The book divides into three sections. In the first, Fryling focuses on the inner person by dealing with the private life of the leader. He advocates the inward spiritual practices of rest, pruning out temptations and sins, renewing one’s mind, and caring for others. In the second section, Fryling shifts to one’s outward or public life. He offers solutions to leadership tensions we all face – the frenzied nature of life with prayer, the lonely nature of leadership with relationship, and the fragmented chaos surrounding us with a pursuit of biblical peace.
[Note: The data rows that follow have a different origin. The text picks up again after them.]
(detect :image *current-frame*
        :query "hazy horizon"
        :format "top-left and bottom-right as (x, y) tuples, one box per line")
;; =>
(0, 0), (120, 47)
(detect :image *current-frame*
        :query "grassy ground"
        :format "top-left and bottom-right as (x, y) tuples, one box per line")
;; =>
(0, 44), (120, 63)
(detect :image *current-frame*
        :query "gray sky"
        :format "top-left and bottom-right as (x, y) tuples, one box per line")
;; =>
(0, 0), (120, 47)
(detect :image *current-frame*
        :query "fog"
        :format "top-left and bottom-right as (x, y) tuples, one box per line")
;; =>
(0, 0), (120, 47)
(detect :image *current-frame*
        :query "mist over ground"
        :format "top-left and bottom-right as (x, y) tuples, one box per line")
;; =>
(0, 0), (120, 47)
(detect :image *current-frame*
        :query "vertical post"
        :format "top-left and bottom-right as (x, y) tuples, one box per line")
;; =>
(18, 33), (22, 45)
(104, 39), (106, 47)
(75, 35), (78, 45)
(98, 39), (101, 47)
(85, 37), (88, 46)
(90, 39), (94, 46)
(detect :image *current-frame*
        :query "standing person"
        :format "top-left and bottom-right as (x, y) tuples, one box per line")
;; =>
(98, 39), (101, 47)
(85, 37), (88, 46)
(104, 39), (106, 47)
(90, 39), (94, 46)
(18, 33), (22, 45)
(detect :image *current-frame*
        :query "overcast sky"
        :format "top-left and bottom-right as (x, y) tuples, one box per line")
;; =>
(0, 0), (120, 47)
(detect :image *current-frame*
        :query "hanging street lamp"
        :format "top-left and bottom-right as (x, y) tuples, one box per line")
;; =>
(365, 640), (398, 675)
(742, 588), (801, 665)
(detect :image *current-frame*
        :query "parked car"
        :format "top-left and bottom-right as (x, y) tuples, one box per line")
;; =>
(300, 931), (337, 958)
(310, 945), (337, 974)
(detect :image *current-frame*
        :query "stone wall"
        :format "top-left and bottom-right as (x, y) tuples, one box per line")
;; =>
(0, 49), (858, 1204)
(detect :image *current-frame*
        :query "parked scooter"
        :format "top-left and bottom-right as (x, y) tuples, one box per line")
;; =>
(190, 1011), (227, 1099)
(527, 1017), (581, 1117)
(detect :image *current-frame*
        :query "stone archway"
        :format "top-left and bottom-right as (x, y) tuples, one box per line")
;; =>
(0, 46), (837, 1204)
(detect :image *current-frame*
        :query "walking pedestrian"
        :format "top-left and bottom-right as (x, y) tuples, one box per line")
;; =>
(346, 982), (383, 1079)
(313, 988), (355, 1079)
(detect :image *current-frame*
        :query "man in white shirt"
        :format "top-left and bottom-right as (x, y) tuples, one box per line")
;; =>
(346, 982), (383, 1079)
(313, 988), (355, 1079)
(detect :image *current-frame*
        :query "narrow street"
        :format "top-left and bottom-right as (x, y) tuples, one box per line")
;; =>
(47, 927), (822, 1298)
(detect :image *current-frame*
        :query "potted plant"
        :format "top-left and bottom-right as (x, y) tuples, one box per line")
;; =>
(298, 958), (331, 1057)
In the final section, he suggests some healthy leadership practices. Fryling believes leaders should identify and address the personal obstacles of pride and self-pity while learning to be intentionally attentive and grateful to those around us.
The Leadership Ellipse offers many practical applications. In fact, the book’s primary strength is its brutally honest assessment of the effect of an individual’s private life to his influence as a leader. Those familiar with the biblical characters and their flaws (David’s lust, Moses’ self-pity, etc.) will not be surprised to recognize the seminal connection between the quality of a person’s inner life and the effectiveness of his outer life. Fryling addresses the reality of sinful ambitions, the longing for recognition, the existence of loneliness, and the constant need for pruning out sinful and tempting influences. In today’s fast-paced life, it can be easy to deemphasize the apparent insignificance of one’s private life in comparison with the career, influence, and activity necessitated by leadership responsibilities. With honesty, humility, and practicality, Fryling seeks to remind Christians that we cannot separate what we display to others as leaders from the inward life that only God knows.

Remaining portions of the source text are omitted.